Sylwia Spurek swoimi wypowiedziami już niejednokrotnie wywoływała kontrowersje. Podobnie było tym razem. Europosłanka wyraziła na Twitterze nadzieję, że podczas niemieckiej prezydencji uda się wprowadzić sankcje wobec Polski.
We wtorek minister Niemiec do spraw europejskich Michael Roth powiedział w Parlamencie Europejskim, że wobec Polski i Węgier kontynuowane będą procedury z art. 7. Rząd w Berlinie chce, by Komisja Europejska prowadziła procedury dotyczące naruszenia prawa Wspólnoty.
Wygląda na to, że ta wiadomość ucieszyła Sylwię Spurek.
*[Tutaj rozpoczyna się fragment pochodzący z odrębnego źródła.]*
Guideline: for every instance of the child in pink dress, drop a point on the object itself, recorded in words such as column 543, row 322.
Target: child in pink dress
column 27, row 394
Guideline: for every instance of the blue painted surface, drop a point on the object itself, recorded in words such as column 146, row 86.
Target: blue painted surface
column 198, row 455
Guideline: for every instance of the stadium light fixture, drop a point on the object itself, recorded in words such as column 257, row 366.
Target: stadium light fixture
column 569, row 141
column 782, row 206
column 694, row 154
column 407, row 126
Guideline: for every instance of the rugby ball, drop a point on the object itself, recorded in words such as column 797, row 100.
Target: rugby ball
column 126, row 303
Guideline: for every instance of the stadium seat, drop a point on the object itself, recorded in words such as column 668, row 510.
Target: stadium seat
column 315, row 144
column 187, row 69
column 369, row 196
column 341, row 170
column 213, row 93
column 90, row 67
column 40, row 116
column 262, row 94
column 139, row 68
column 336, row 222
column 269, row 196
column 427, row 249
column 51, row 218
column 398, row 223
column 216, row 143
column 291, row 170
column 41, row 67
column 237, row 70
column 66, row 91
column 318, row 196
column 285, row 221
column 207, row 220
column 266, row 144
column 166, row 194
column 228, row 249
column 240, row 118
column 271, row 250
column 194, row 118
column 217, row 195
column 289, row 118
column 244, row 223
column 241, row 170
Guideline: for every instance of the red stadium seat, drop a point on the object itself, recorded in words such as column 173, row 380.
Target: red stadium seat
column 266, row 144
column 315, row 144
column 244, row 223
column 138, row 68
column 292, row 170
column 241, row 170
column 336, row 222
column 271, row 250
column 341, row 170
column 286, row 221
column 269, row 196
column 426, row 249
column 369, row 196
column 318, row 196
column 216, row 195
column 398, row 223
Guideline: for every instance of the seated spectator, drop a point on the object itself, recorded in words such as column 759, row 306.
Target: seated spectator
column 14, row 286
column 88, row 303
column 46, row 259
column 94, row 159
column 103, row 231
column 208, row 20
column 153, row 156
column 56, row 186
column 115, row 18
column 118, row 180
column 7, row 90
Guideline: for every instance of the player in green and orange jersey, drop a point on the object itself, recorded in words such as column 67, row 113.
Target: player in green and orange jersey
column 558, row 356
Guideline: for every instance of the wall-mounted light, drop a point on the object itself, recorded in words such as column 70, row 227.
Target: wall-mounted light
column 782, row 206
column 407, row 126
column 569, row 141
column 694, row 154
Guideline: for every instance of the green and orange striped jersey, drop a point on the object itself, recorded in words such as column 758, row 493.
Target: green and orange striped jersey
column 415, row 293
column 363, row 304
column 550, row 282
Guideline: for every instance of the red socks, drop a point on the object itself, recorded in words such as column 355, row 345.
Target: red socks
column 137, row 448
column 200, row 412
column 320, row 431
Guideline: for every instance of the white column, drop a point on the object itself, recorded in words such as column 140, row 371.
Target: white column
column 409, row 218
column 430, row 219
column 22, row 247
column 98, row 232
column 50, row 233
Europosłanka nie ukrywała, że liczy na niemiecką prezydencję oraz na to, że Komisji Europejskiej nie zabraknie odwagi, by wprowadzić sankcje wobec Polski.
Oczywiście europosłanka zaznaczyła, że w całej sytuacji chodzi o przestrzeganie praworządności i ochronę praw człowieka. „Cała nadzieja w prezydencji niemieckiej. Mam nadzieję, że tym razem nie zabraknie Komisji Europejskiej odwagi, art. 7 zacznie w końcu działać, zobaczymy sankcje, a praworządność i prawa człowieka będą chronione” – napisała na Twitterze.